He ran Clam AV on his Linux servers, but seemed surprised to hear that there were vulnerabilities that needed patching over the last year. See, he doesn’t subscribe to any vulnerability announcement lists. He said they were “too much noise.”
I think he threw the baby out with the bath water.
I asked him why he was still installing Windows 2000 and not XP Pro SP2 on client workstations. He said Windows 2000 was all he needed and he saw no reason to upgrade. Forget that SP2 has more than a hundred security improvements, including a host-based firewall and buffer overflow protection. Oh, and Windows 2000 is no longer officially supported by Microsoft.
I know there are millions of Windows 2000 computers out there in corporate America.
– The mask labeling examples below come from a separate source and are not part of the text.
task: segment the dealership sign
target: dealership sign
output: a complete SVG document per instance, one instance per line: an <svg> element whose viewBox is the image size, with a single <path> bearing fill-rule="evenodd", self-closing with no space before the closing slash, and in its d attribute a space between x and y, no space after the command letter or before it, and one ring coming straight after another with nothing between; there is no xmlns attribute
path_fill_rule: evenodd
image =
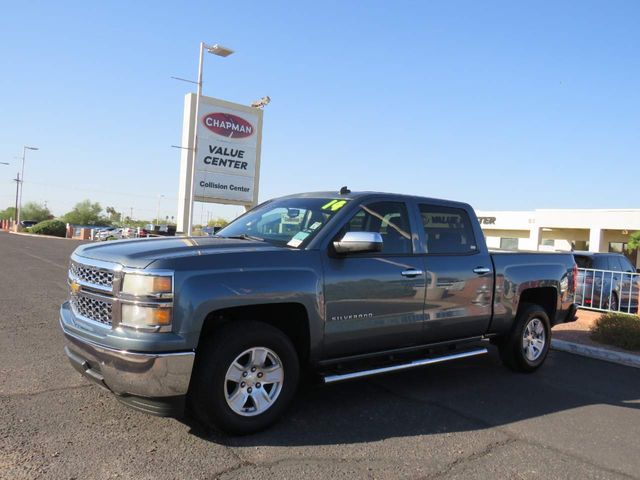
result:
<svg viewBox="0 0 640 480"><path fill-rule="evenodd" d="M253 204L262 111L201 98L194 192L196 200Z"/></svg>
<svg viewBox="0 0 640 480"><path fill-rule="evenodd" d="M193 159L193 120L196 96L185 98L183 149L180 167L178 228L186 225L191 165L194 200L251 207L258 202L262 110L200 97L197 145ZM192 163L193 162L193 163Z"/></svg>

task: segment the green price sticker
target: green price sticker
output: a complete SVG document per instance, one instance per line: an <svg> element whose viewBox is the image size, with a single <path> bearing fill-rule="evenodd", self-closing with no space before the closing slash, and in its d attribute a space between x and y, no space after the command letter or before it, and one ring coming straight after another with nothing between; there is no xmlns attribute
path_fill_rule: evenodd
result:
<svg viewBox="0 0 640 480"><path fill-rule="evenodd" d="M346 204L346 200L331 200L329 203L326 203L322 206L322 210L331 210L332 212L337 212Z"/></svg>

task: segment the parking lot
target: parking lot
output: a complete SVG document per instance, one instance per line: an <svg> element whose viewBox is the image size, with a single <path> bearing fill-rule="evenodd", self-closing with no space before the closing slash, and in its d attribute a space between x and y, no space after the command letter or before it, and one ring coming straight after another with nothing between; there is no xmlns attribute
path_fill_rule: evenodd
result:
<svg viewBox="0 0 640 480"><path fill-rule="evenodd" d="M0 478L640 478L640 370L555 351L305 386L248 437L135 412L63 353L77 245L0 233Z"/></svg>

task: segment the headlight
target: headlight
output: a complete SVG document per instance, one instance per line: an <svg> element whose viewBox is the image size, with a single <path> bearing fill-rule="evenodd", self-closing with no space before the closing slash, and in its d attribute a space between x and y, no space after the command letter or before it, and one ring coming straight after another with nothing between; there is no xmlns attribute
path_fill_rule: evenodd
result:
<svg viewBox="0 0 640 480"><path fill-rule="evenodd" d="M171 307L122 304L120 323L134 328L156 328L171 325Z"/></svg>
<svg viewBox="0 0 640 480"><path fill-rule="evenodd" d="M122 326L171 331L173 276L170 272L156 275L127 272L122 280L121 294Z"/></svg>
<svg viewBox="0 0 640 480"><path fill-rule="evenodd" d="M173 293L173 280L171 276L127 273L122 283L122 293L136 296L164 297Z"/></svg>

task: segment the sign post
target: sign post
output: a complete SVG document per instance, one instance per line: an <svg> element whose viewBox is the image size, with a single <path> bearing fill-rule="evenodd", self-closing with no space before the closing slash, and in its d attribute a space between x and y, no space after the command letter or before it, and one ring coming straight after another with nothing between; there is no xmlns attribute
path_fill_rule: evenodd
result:
<svg viewBox="0 0 640 480"><path fill-rule="evenodd" d="M185 96L179 231L190 233L194 201L248 208L258 203L262 115L260 109L237 103Z"/></svg>

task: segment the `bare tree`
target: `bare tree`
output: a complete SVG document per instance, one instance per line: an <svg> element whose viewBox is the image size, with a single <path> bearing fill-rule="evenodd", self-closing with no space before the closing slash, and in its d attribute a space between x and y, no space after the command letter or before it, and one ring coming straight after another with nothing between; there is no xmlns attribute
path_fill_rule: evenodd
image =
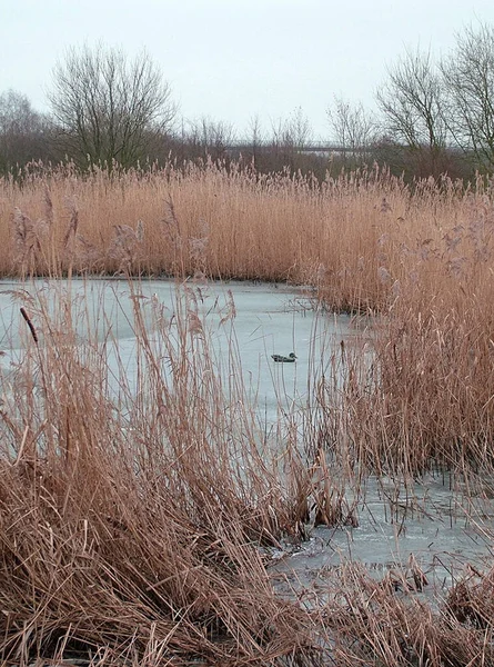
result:
<svg viewBox="0 0 494 667"><path fill-rule="evenodd" d="M456 37L441 63L447 121L456 143L478 167L494 168L494 27L481 23Z"/></svg>
<svg viewBox="0 0 494 667"><path fill-rule="evenodd" d="M298 107L286 119L272 122L273 145L285 151L296 153L311 140L312 128L302 107Z"/></svg>
<svg viewBox="0 0 494 667"><path fill-rule="evenodd" d="M203 116L190 121L189 126L188 141L194 155L218 160L225 157L226 149L235 141L235 131L229 122Z"/></svg>
<svg viewBox="0 0 494 667"><path fill-rule="evenodd" d="M49 123L16 90L0 94L0 171L50 157Z"/></svg>
<svg viewBox="0 0 494 667"><path fill-rule="evenodd" d="M88 46L68 51L53 70L49 94L63 150L80 166L134 166L174 119L171 90L143 52Z"/></svg>
<svg viewBox="0 0 494 667"><path fill-rule="evenodd" d="M370 149L375 140L376 121L362 102L352 106L342 98L334 98L333 107L326 111L333 129L333 140L343 149L343 160L351 165L369 160Z"/></svg>
<svg viewBox="0 0 494 667"><path fill-rule="evenodd" d="M427 172L442 170L447 141L444 89L430 52L407 51L377 91L384 135L406 147Z"/></svg>

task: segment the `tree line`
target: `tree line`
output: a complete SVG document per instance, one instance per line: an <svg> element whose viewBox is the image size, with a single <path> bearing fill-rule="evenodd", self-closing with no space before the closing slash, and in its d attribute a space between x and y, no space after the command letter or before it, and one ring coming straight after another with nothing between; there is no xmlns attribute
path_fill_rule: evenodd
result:
<svg viewBox="0 0 494 667"><path fill-rule="evenodd" d="M311 151L302 109L269 131L253 118L248 137L205 117L179 121L171 88L145 52L131 60L103 44L72 49L53 69L48 99L50 111L41 113L18 91L0 94L0 173L16 176L30 161L83 170L240 159L259 171L321 177L377 162L407 179L468 179L494 169L494 27L466 27L438 59L406 51L376 91L376 112L334 98L327 140L341 150L331 155Z"/></svg>

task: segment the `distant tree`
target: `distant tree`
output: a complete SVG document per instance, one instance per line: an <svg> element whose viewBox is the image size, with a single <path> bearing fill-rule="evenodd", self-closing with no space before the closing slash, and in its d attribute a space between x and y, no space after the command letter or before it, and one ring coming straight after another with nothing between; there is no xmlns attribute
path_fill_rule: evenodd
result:
<svg viewBox="0 0 494 667"><path fill-rule="evenodd" d="M0 94L0 172L50 156L49 123L16 90Z"/></svg>
<svg viewBox="0 0 494 667"><path fill-rule="evenodd" d="M441 63L447 122L456 143L481 169L494 169L494 27L481 23L456 37Z"/></svg>
<svg viewBox="0 0 494 667"><path fill-rule="evenodd" d="M102 44L68 51L49 99L60 148L81 167L135 166L175 117L170 86L147 53L129 61Z"/></svg>
<svg viewBox="0 0 494 667"><path fill-rule="evenodd" d="M333 141L343 149L343 163L355 167L367 162L375 141L376 121L362 102L352 106L335 97L326 113L333 130Z"/></svg>
<svg viewBox="0 0 494 667"><path fill-rule="evenodd" d="M304 150L312 138L312 128L309 118L298 107L288 118L271 125L273 145L286 152L296 153Z"/></svg>
<svg viewBox="0 0 494 667"><path fill-rule="evenodd" d="M226 149L235 141L233 126L224 121L215 121L203 116L189 122L188 142L191 157L201 156L219 160L226 156Z"/></svg>
<svg viewBox="0 0 494 667"><path fill-rule="evenodd" d="M431 53L407 51L389 70L377 102L383 135L407 149L420 176L440 173L448 131L443 80Z"/></svg>

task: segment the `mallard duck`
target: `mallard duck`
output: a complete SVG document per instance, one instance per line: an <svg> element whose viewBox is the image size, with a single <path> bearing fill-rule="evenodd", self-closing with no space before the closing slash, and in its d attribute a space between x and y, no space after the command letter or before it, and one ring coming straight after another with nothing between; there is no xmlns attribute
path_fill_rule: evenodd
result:
<svg viewBox="0 0 494 667"><path fill-rule="evenodd" d="M281 364L289 364L296 359L295 352L290 352L288 357L283 357L283 355L271 355L271 357L274 359L274 361L279 361Z"/></svg>

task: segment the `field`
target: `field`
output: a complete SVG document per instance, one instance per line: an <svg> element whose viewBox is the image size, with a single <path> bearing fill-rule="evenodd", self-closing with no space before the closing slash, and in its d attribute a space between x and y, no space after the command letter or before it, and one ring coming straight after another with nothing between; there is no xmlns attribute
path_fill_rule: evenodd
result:
<svg viewBox="0 0 494 667"><path fill-rule="evenodd" d="M397 579L349 563L306 605L266 569L314 522L356 524L371 477L411 489L447 474L492 498L493 231L490 183L411 189L376 170L317 183L234 166L38 167L2 181L1 276L178 285L174 321L154 311L158 338L135 291L141 391L122 380L117 402L100 354L111 327L101 339L88 320L75 345L67 295L54 309L13 295L26 358L0 414L2 660L494 664L494 570L466 568L426 601L413 558ZM332 352L311 388L317 420L283 457L260 446L233 331L224 384L191 287L230 279L308 286L314 309L365 334ZM234 325L233 300L219 318Z"/></svg>

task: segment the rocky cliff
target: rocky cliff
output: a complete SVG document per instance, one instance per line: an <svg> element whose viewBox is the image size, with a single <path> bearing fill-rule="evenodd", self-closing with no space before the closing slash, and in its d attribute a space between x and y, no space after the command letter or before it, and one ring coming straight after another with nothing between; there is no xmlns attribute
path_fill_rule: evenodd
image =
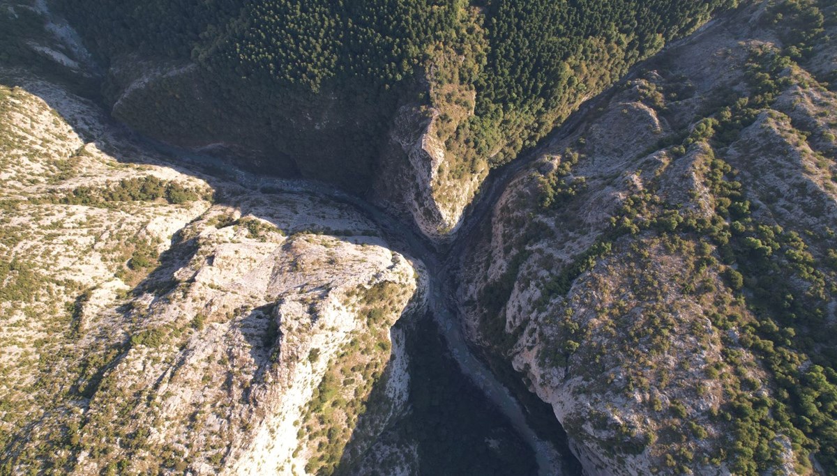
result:
<svg viewBox="0 0 837 476"><path fill-rule="evenodd" d="M642 64L537 151L462 259L473 339L589 474L834 470L820 6L757 3Z"/></svg>
<svg viewBox="0 0 837 476"><path fill-rule="evenodd" d="M367 453L406 410L395 325L422 310L420 265L351 207L176 170L16 77L4 471L316 473Z"/></svg>

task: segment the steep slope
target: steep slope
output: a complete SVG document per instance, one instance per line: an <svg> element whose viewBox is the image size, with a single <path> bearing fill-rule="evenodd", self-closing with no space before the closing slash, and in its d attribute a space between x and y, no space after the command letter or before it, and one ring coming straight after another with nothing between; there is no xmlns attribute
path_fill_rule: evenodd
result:
<svg viewBox="0 0 837 476"><path fill-rule="evenodd" d="M421 269L375 224L178 171L93 105L15 81L0 90L4 472L316 473L403 415L394 325L422 309Z"/></svg>
<svg viewBox="0 0 837 476"><path fill-rule="evenodd" d="M490 168L736 3L39 5L82 33L102 65L101 100L121 121L252 170L366 194L444 241ZM6 23L25 8L10 5ZM8 49L23 60L32 47L18 43Z"/></svg>
<svg viewBox="0 0 837 476"><path fill-rule="evenodd" d="M587 473L837 468L834 15L757 3L643 64L475 233L469 331Z"/></svg>

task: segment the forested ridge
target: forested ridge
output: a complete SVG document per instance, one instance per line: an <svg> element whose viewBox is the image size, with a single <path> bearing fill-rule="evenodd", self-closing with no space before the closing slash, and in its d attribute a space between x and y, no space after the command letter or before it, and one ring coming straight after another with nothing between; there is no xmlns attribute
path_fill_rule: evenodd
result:
<svg viewBox="0 0 837 476"><path fill-rule="evenodd" d="M367 120L373 142L399 101L429 100L416 79L442 87L456 77L457 87L475 90L476 105L442 137L455 179L478 164L512 160L583 97L737 0L59 3L105 60L126 54L192 59L228 100L262 105L323 91L362 98L361 109L383 122ZM429 74L450 68L440 65L444 54L460 58L458 71ZM364 157L341 165L368 169L377 146L367 144Z"/></svg>

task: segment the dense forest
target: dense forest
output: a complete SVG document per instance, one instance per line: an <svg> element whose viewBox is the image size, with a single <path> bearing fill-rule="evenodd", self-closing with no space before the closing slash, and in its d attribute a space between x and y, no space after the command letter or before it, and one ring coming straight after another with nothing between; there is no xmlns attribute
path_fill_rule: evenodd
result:
<svg viewBox="0 0 837 476"><path fill-rule="evenodd" d="M360 110L366 130L343 131L332 141L348 134L365 137L364 152L344 156L341 164L344 171L362 171L354 182L363 182L398 104L431 100L425 79L444 86L439 83L456 77L458 87L475 91L475 113L442 138L454 162L454 178L462 177L480 168L475 164L513 159L584 97L737 1L59 3L104 61L126 54L193 60L212 73L205 79L229 103L253 105L247 110L256 111L275 105L259 112L272 123L282 114L276 110L289 101L322 93L348 98L342 109ZM479 51L467 51L474 49ZM459 71L434 75L444 69L439 57L445 50L462 59L455 65ZM303 175L333 166L308 167L304 147L285 142L276 148L302 161L297 166Z"/></svg>

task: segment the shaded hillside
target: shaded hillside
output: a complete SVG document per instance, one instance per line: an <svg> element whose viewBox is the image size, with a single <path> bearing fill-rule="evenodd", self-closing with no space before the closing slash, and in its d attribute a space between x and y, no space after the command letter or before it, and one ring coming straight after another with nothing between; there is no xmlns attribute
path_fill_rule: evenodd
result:
<svg viewBox="0 0 837 476"><path fill-rule="evenodd" d="M734 3L56 2L107 69L120 120L372 190L437 238L490 167Z"/></svg>

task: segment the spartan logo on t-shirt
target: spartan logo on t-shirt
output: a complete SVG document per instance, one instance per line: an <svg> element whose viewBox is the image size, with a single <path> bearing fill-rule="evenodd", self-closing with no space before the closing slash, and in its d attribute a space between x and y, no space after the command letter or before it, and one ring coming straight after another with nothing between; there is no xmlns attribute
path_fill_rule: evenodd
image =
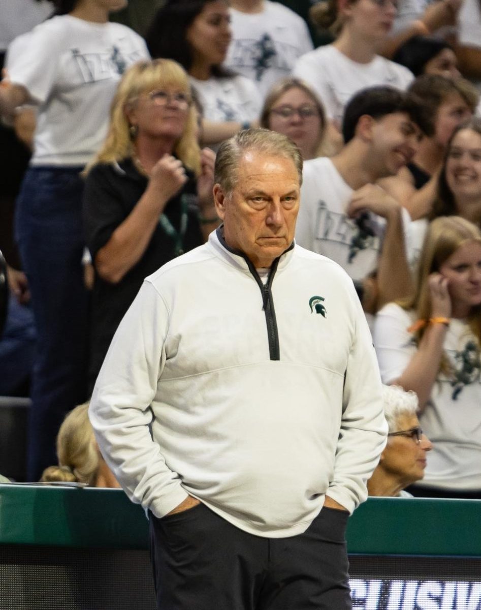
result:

Heck, I still see Windows 95 and MS-DOS machines in large enterprises. But if you’re buying new machines and installing Windows 2000 over Windows XP, at least tell me it’s an application compatibility issue or something like that. There are so many new security improvements in XP over 2000 that you would have to come up with truly serious viable issues for me to support your 2000-over-XP decision. Windows 2000 is 7 years old now. I wouldn’t support you running a Linux or BSD version that's 7 years old.
Of course, this guy wasn't using Active Directory, either. He was trying to install OpenLDAP, but said it was only to make user adds and changes easier. He ran VNC on all computers for remote support, each instance had a password of "password". I’m sure no hackers can figure that out.
It gets worse. Everyone’s user password is their first initial and last name, the same as their logon account names. This, despite the fact that the company has many fired employees now working for competitors, along with Internet-accessible e-mail and AS/400 sessions.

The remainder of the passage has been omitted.